Casi no utilizan su sentido del olfato debido a que pasan gran
parte del tiempo sumergidos en el agua con las válvulas
nasales cerradas.
CRISTOBAL
COLON
La
causa que originó la errónea inclusión del
manatí en el orden de los sirénidos también
es interesante. Según algunos escritos, Cristóbal
Colón, durante su viaje al Nuevo Mundo, fue el primer europeo
en mirar un grupo de manatíes, tomándolos por sirenas,
"pero no tan hermosas como las pintan".
De
hecho, "manatí" se deriva de una palabra de origen
caribeño que alude a los pechos o mamas del animal parecidos
a los de la mujer. En maya, estos mamíferos son llamados
"chiil bek", que significa "pescado grande del
mar". Por su parte, los zoólogos le pusieron el nombre
Trichenus Manatus, derivado del latín, debido a que tienen
pelos y pechos.
Además
de la timidez, quizá las principales características
de esta criatura sean su excesiva lentitud y su ingenuidad. Cuando
nadan son poco veloces y en tierra firme se desplazan con parsimonia,
con pesadez, debido a que tienen que arrastrarse.
A
diferencia de casi todas las demás especies animales, el
manatí tiene poco desarrollado su instinto de conservación.

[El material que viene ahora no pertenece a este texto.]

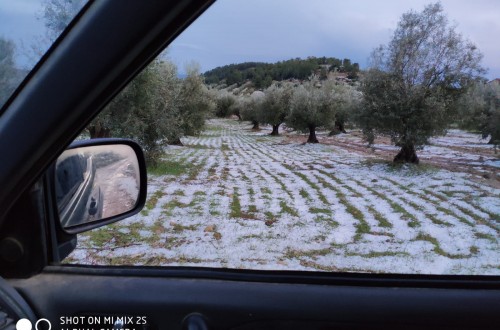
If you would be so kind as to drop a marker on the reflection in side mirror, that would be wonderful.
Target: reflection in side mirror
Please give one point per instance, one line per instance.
(97, 182)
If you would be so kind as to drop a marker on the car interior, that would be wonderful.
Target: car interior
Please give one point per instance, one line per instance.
(106, 46)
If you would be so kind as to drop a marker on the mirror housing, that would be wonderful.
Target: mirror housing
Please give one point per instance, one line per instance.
(97, 182)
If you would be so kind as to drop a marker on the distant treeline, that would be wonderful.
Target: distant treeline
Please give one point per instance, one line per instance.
(262, 74)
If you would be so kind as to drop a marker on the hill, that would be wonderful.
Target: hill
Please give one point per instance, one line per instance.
(262, 74)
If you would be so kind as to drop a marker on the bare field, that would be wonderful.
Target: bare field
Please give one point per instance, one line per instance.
(241, 199)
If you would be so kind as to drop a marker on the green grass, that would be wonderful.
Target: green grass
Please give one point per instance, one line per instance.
(437, 248)
(178, 228)
(377, 254)
(382, 221)
(235, 207)
(169, 167)
(314, 186)
(316, 210)
(304, 193)
(287, 209)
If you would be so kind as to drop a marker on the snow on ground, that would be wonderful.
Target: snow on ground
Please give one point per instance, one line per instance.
(241, 199)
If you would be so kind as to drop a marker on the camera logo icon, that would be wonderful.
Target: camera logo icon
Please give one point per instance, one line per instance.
(41, 324)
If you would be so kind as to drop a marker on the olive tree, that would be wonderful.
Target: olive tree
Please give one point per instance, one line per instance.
(275, 106)
(479, 109)
(9, 77)
(194, 104)
(413, 82)
(349, 101)
(224, 104)
(313, 105)
(145, 110)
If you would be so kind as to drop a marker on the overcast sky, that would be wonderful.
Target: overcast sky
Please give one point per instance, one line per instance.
(234, 31)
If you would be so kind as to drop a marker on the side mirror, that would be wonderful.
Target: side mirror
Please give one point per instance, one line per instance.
(97, 182)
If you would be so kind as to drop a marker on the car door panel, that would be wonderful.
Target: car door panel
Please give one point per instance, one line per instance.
(230, 303)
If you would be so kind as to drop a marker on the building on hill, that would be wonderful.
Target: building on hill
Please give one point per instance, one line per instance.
(495, 81)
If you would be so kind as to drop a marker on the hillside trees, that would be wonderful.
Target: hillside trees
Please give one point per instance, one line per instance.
(312, 106)
(195, 104)
(275, 106)
(414, 80)
(479, 109)
(262, 74)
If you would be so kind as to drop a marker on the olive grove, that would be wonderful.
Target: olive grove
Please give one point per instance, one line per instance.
(412, 84)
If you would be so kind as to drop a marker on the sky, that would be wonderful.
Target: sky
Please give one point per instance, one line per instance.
(235, 31)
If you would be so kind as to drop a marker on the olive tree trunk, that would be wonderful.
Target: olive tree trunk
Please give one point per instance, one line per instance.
(256, 126)
(275, 131)
(407, 154)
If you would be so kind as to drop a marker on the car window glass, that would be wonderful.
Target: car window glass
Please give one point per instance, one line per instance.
(27, 29)
(282, 135)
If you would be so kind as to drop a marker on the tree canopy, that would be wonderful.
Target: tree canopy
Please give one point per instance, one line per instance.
(413, 82)
(313, 105)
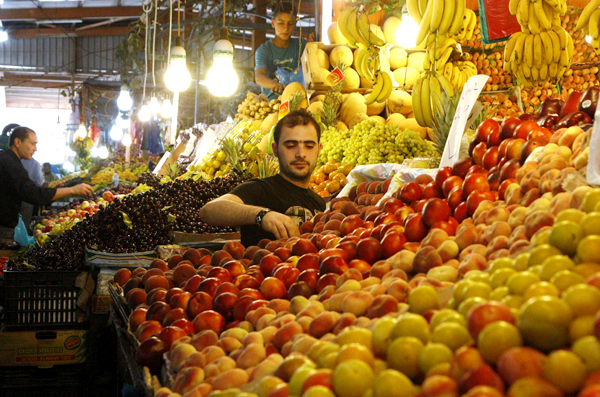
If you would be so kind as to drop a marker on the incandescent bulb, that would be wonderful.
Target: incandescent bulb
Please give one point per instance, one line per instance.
(406, 35)
(103, 152)
(126, 140)
(144, 113)
(222, 80)
(124, 101)
(166, 111)
(177, 77)
(154, 105)
(116, 133)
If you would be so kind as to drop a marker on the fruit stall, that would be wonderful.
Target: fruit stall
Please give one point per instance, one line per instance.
(457, 255)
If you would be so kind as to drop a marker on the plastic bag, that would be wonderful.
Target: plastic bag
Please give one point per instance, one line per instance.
(21, 235)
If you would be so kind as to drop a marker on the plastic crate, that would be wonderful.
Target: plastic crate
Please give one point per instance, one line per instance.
(61, 380)
(40, 299)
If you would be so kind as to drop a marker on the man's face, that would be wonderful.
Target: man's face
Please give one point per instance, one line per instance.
(298, 151)
(284, 25)
(27, 147)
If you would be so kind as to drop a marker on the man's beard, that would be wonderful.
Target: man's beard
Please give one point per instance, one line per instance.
(296, 175)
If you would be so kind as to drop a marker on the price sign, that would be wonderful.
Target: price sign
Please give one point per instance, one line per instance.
(469, 96)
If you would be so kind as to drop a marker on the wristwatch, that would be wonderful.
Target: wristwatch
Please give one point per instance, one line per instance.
(261, 214)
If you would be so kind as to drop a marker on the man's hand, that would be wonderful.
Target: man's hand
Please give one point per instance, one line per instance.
(278, 88)
(83, 189)
(282, 226)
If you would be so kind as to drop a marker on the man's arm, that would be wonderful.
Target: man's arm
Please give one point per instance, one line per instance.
(230, 210)
(260, 75)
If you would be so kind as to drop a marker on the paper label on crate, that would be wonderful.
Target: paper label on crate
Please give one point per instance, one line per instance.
(334, 77)
(284, 109)
(593, 171)
(469, 96)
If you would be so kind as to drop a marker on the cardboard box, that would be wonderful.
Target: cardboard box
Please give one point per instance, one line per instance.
(43, 348)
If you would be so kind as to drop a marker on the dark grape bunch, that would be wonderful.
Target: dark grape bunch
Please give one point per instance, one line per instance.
(136, 223)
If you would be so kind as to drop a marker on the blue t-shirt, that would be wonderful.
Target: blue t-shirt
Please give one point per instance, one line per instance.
(281, 63)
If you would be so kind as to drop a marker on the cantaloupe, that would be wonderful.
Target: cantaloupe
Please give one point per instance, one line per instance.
(334, 34)
(415, 60)
(357, 118)
(289, 91)
(400, 102)
(352, 79)
(390, 27)
(406, 76)
(378, 119)
(269, 122)
(353, 103)
(398, 57)
(395, 119)
(323, 59)
(375, 108)
(341, 54)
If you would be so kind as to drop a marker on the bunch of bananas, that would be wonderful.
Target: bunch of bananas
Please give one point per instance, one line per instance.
(427, 97)
(437, 19)
(543, 49)
(353, 26)
(589, 21)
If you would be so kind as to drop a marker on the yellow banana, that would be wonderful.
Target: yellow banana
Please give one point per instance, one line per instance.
(437, 12)
(413, 10)
(388, 86)
(547, 42)
(459, 14)
(586, 14)
(538, 7)
(449, 6)
(416, 102)
(372, 97)
(426, 102)
(594, 23)
(529, 50)
(538, 57)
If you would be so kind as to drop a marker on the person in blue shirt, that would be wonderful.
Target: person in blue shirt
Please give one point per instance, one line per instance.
(277, 62)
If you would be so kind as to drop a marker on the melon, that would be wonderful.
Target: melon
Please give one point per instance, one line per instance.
(406, 76)
(323, 59)
(352, 80)
(289, 91)
(415, 60)
(375, 108)
(398, 57)
(366, 83)
(353, 103)
(357, 118)
(378, 119)
(341, 54)
(269, 122)
(334, 34)
(395, 119)
(390, 27)
(316, 108)
(399, 102)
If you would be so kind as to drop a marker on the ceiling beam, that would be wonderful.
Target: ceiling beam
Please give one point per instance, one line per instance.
(91, 32)
(69, 13)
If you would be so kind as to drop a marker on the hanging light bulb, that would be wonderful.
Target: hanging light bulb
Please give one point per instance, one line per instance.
(103, 152)
(222, 79)
(126, 140)
(124, 101)
(154, 105)
(177, 77)
(81, 132)
(166, 110)
(406, 35)
(144, 113)
(116, 133)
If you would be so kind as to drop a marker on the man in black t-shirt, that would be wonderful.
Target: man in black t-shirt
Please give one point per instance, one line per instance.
(275, 207)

Su carácter amistoso, su tendencia a acercarse al hombre
los hace muy vulnerables. Incluso en lugares donde es muy nutrida
la navegación, como en Florida, hay alto índice
de mortalidad de estos animales, ya que muchos mueren despedazados
por las aspas de los yates.
Habitan
en aguas poco profundas, pues se alimentan de plantas sumergidas
o que flotan en el agua, aunque en ocasiones buscan también
las que están a ras de la superficie, de manera que sacan
la cabeza y los hombros. Tienen papilas gustativas que les permiten
seleccionar su alimento.
REPRODUCCION
Debido
a su cuerpo tan grande, el manatí requiere comer de 25
a 30 kg diarios de plantas. A diferencia de otros mamíferos
marinos, gasta poco energía debido a sus movimientos lentos
y a que vive en aguas tropicales, por lo que no necesita mucha
energía para regular la temperatura de su cuerpo.
Además,
necesita de poco oxígeno por minuto para respirar. Su complicado
ciclo reproductivo también los hace vulnerables. Las hembras
sólo tienen una cría cada dos o tres años,
pues su período de gestación es muy largo, de 13
meses. Los pequeños permanecen junto a la madre otros 12
ó 18 meses, en prolongada lactancia, período durante
el cual aprenden lo relacionado con las rutas migratorias y zonas
para alimentarse.
Cuando
las hembras entran a su época de celo se forma a su alrededor
una manada de seis u ocho machos. No se conoce con precisión
la edad a la que alcanzan la madurez sexual, pero, con base en
su tamaño, se piensa que es a los 5 y 8 años de
edad, en macho o hembra, respectivamente.
La
distribución del manatí en México está
limitada al Sureste y abarca las zonas costeras del Golfo, desde
Veracruz hasta Chetumal.
Además,
vive también en ríos, lagunas, esteros y cenotes.
La
espcie de manatí que se encuentra en esta región
es la única capaz de sobrevivir tanto en ambientes dulceaquícolas
como salobres y marinos.
La
importancia de la conservación del manatí no sólo
radica en su valor como especie que debe ser preservada para el
conocimiento de las próximas generaciones; este animal
es un importante agente de la naturaleza en el equilibrio biológico
y limpieza de ríos, lagunas y cenotes cada vez más
infestados de lirios acuáticos, principal alimento del
manatí.
La
proliferación de las plantas acuáticas crea problemas
al dificultar la navegación, generación hidroeléctrica,
la irrigación y la pesca. Además, la maleza puede
propiciar enfermedades por albergar microrganismos
dañinos.
En
la Península de Yucatán, Pronatura propone la creación
de "refugios y santuarios" con fines recreacionales
y de investigación, para conocer mejor la especie y contribuir
a la recuperación de las poblaciones de manatíes
que aún existen en México.
Sin
embargo, los investigadores coinciden en que el mejor remedio
es que el hombre adquiera conciencia de la importancia de proteger
no sólo esta especie sino todas las que pueblan el mundo,
y no olvidar que tienen el mismo derecho de vivir que aquél
que reclama el hombre para sí mismo.